External Plugin

What are external plugin and plugin runner

APISIX supports writing plugins in Lua. This type of plugin will be executed inside APISIX. Sometimes you want to develop plugins in other languages, so APISIX provides sidecars that load your plugins and run them when the requests hit APISIX. These sidecars are called plugin runners and your plugins are called external plugins.

How does it work

external-plugin

When you configure a plugin runner in APISIX, APISIX will run the plugin runner as a subprocess. The process will belong to the same user of the APISIX process. When we restart or reload APISIX, the plugin runner will be restarted too.

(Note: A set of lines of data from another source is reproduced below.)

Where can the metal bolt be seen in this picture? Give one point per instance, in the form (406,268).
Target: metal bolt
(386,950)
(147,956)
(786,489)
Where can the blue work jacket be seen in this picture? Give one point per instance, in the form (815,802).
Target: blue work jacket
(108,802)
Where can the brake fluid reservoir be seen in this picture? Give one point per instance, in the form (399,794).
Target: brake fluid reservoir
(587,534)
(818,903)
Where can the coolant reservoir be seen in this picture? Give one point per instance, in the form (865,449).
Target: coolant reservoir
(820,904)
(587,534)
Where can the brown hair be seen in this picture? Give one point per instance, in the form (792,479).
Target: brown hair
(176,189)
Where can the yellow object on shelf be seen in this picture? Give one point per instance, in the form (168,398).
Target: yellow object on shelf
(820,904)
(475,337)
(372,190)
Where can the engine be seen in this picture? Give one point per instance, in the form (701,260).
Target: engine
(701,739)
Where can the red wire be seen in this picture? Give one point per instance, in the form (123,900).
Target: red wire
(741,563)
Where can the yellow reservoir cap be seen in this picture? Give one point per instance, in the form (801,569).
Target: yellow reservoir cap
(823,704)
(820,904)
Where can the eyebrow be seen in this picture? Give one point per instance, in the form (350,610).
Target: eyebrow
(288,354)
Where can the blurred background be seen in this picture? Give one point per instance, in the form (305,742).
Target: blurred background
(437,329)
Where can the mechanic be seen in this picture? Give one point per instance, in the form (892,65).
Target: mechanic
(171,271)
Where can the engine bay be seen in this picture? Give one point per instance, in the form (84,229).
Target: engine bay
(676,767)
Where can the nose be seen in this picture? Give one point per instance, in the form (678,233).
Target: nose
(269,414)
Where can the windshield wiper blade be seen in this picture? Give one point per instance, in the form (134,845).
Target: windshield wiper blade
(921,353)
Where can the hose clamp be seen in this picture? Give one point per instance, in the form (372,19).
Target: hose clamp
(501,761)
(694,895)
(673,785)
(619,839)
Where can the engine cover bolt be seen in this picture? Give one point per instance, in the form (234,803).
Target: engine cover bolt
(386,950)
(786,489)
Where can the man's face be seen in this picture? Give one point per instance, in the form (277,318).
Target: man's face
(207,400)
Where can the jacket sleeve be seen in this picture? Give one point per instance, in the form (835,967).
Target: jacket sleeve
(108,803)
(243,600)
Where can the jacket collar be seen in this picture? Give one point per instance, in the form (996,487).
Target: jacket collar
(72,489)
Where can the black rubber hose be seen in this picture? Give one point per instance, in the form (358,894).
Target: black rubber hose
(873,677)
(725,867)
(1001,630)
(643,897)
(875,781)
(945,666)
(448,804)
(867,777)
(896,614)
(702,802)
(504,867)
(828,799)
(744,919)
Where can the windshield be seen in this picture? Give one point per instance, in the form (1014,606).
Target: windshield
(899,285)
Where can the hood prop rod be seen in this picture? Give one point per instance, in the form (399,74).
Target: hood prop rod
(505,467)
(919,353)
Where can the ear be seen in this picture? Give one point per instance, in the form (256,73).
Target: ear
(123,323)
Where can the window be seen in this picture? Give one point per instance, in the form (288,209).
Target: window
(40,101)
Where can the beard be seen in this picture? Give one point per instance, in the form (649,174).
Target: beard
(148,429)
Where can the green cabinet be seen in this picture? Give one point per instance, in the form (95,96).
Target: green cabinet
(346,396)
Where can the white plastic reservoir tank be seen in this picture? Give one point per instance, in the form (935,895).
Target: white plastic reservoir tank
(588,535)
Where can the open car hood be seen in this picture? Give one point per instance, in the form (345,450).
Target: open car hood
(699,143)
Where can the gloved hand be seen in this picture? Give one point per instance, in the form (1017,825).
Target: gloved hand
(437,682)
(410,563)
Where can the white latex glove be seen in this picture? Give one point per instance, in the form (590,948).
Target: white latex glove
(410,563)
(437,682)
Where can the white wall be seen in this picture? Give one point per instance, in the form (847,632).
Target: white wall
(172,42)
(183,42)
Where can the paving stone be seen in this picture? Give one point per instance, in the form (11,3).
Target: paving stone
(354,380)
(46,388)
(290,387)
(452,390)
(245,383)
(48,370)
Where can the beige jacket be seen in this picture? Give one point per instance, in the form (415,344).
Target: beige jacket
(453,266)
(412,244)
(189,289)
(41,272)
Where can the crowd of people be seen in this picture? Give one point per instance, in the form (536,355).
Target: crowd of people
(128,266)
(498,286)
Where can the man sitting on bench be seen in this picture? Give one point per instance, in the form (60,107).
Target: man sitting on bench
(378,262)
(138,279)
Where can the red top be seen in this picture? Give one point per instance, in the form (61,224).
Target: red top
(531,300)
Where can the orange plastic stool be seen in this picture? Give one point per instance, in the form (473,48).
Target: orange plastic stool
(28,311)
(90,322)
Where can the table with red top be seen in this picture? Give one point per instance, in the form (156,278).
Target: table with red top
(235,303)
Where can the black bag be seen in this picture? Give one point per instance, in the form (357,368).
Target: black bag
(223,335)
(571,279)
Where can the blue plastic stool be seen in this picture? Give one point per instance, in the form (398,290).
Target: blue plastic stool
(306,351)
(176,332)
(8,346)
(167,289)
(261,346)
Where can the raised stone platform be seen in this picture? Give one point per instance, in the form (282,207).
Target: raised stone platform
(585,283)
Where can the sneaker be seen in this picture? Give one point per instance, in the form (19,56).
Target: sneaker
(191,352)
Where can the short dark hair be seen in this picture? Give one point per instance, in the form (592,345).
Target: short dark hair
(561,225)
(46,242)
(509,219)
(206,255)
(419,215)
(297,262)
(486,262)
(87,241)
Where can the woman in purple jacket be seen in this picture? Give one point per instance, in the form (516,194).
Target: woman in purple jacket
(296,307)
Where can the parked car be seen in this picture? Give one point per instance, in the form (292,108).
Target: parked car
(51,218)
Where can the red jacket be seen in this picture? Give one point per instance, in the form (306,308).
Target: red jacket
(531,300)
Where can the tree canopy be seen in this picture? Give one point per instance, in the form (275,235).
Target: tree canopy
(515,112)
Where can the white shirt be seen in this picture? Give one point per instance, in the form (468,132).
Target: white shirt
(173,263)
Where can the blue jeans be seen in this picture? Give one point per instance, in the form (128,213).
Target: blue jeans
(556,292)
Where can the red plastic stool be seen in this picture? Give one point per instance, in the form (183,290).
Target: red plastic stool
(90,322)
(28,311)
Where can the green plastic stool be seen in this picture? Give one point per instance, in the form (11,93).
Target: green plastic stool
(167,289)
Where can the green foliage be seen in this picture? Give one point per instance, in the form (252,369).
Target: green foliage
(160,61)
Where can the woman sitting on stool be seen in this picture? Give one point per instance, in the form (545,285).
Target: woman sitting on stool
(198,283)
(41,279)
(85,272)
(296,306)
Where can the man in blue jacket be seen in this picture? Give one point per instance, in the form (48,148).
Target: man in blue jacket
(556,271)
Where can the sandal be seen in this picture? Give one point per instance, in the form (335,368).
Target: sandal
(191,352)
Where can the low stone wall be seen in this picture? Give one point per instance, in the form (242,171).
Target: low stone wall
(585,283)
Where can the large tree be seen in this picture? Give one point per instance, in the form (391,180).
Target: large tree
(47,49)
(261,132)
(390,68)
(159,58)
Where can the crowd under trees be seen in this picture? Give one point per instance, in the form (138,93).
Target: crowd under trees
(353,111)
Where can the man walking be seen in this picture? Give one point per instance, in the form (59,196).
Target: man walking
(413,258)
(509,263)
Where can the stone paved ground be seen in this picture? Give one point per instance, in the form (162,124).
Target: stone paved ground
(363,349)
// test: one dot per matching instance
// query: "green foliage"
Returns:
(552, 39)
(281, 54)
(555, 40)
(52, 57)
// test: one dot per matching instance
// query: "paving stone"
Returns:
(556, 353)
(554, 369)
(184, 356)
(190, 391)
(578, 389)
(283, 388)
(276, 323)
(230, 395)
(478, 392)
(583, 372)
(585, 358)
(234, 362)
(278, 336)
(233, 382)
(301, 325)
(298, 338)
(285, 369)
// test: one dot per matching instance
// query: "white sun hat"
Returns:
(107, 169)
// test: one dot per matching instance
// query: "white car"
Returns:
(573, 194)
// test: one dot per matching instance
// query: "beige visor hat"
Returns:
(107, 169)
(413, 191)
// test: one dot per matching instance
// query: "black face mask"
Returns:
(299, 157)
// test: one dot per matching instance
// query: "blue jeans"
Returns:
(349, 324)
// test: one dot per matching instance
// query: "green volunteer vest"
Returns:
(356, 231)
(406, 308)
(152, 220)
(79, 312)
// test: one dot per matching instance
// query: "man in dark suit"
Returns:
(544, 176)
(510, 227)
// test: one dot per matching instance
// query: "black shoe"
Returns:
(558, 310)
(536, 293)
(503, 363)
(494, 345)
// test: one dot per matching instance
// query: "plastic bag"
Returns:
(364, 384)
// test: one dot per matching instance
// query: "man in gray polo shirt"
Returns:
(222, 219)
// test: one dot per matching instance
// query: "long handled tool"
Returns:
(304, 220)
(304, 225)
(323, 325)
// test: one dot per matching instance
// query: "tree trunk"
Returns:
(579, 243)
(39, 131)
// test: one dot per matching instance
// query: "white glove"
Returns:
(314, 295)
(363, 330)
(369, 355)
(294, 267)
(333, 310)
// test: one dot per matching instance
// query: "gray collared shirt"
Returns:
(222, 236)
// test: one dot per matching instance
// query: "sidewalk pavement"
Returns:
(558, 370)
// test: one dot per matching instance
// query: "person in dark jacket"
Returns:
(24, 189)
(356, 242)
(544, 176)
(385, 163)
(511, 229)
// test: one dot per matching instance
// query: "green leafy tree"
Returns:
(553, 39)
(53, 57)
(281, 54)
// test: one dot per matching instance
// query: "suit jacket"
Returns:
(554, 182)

Once you have configured ext-plugin-* plugins for a given route, the requests which hit the route will trigger RPC call from APISIX to the plugin runner via unix socket.

The plugin runner will handle the RPC call, create a fake request at its side, run external plugins and return the result back to APISIX.

The target external plugins and the execution order are configured in the ext-plugin-* plugins. Like other plugins, they can be enabled and reconfigured on the fly.

How is it implemented

If you are interested in the implementation of Plugin Runner, please refer to The Implementation of Plugin Runner.

Supported plugin runners

Configuration for plugin runner in APISIX

To run the plugin runner in the prod, add the section below to config.yaml:

  1. ext-plugin:
  2. cmd: ["blah"] # replace it to the real runner executable according to the runner you choice

Then APISIX will manage the runner as its subprocess.

Note: APISIX can’t manage the runner on the Mac in v2.6.

During development, we want to run the runner separately so that we can restart it without restarting APISIX first.

By specifying the environment variable APISIX_LISTEN_ADDRESS, we can force the runner to listen to a fixed address. For instance:

  1. APISIX_LISTEN_ADDRESS=unix:/tmp/x.sock ./the_runner

will force the runner to listen to /tmp/x.sock.

Then you need to configure APISIX to send RPC to the fixed address:

  1. ext-plugin:
  2. # cmd: ["blah"] # don't configure the executable!
  3. path_for_test: "/tmp/x.sock" # without 'unix:' prefix

In the prod environment, path_for_test should not be used and the unix socket path will be generated dynamically.

FAQ

When managing by APISIX, the runner can’t access my environment variable

Since v2.7, APISIX can pass environment variables to the runner.

However, Nginx will hide all environment variables by default. So you need to declare your variable first in the conf/config.yaml:

  1. nginx_config:
  2. envs:
  3. - MY_ENV_VAR

APISIX terminates my runner with SIGKILL but not SIGTERM!

Since v2.7, APISIX will stop the runner with SIGTERM when it is running on OpenResty 1.19+.

However, APISIX needs to wait for the runner to quit so that we can ensure the resource for the process group is freed.

Therefore, we send SIGTERM first. And then after 1 second, if the runner is still running, we will send SIGKILL.